Brion Gysin: “We arrived late in the day and set up the tape machine, and they played until four or five in the morning. It was incredible, with drums and flutes and dancing boys in pink dresses. The musicians wore their turbans and brown mountain djellabas, and you'd think you were in a medieval world. Which, in a sense, you were. The chief drummer, Berdouz, served as emcee, pouring tea, passing pipes of
kif,
keeping the party going. At midnight, all the dogs in the village started barking, and Jones got upset that this would spoil his tapes. So Hamri had them round up the dogs and move them off somewhere.

“It was the first time serious recording had been done up there, apart from my own little Uher, and there was some uncertainty among the older musicians.
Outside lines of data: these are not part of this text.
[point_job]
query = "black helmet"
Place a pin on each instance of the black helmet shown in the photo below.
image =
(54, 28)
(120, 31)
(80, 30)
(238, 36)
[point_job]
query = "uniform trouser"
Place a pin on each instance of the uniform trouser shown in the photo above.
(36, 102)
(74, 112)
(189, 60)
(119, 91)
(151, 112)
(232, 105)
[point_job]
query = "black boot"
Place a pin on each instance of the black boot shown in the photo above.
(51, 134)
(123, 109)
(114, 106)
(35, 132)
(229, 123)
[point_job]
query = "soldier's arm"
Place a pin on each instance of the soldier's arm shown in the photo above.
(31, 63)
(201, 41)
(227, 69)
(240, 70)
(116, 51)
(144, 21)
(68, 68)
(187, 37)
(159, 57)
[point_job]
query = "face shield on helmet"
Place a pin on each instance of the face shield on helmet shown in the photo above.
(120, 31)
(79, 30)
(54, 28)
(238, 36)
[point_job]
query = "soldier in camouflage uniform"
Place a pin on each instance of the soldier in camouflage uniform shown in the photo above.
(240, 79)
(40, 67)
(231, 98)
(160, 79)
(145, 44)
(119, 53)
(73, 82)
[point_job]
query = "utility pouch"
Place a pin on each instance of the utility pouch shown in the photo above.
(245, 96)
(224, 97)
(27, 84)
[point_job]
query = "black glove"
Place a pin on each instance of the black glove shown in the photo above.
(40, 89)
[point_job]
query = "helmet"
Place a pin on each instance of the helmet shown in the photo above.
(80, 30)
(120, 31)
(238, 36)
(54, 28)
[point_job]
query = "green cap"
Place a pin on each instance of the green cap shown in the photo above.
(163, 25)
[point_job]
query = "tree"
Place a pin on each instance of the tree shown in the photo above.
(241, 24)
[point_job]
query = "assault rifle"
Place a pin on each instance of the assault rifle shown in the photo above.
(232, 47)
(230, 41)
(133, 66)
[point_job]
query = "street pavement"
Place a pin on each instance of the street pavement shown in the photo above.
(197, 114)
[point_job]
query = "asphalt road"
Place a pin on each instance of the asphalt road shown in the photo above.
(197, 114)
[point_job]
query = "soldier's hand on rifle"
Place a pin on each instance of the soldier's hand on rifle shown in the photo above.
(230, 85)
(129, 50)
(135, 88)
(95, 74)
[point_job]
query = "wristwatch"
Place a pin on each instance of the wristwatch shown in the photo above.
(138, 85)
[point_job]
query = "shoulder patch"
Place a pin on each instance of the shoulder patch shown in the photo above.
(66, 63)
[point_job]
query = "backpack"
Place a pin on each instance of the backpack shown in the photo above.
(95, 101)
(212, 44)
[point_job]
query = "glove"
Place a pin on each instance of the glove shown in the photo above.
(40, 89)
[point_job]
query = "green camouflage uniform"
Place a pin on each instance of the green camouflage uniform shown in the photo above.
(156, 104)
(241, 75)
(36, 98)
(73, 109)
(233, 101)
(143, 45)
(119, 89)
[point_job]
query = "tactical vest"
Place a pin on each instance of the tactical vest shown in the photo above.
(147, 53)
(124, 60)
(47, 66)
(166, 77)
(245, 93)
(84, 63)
But the younger kids in the tribe were very keen. They loved putting on the headphones to listen to the playback. It was the first time they had ever 'heard' themselves. They thought Brian Jones was very funny and not really of this world, with his long blond hair and furry hippie clothes. This was 1968, and they'd
never
seen anybody like this before.

“Brian, meanwhile, was in ecstasy, half passed out under the headphones as he listened to the music. The countertones and 'partials' produced by the dueling flutes could put you into trance by themselves. We finally crashed around dawn. We slept a few hours in the morning until the musicians became impatient. At eleven o'clock, the whole group gathered in front of our house with their
rhaitas
and blew one tremendous blast—our wake-up call. Then they ran away, falling over each other laughing. We spent the rest of the day on further recording.” George Chkiantz: “We recorded them outdoors underneath a great hedge of blue cactus, the earth very dry and hot. I found it difficult to stand still and wished I'd brought a mike stand. Since their festival wasn't happening, we tried to arrange for them to play various 'scenes' from the Bou Jeloud music, so we could get a kind of synopsis of the long ceremony. Gysin had tried to record them before, but he told us he was frustrated by the gender segregation imposed by the village. He was unable to hear the women's music to get a complete picture of the village, which prevented him from proving his theories about their supposed pagan survivals.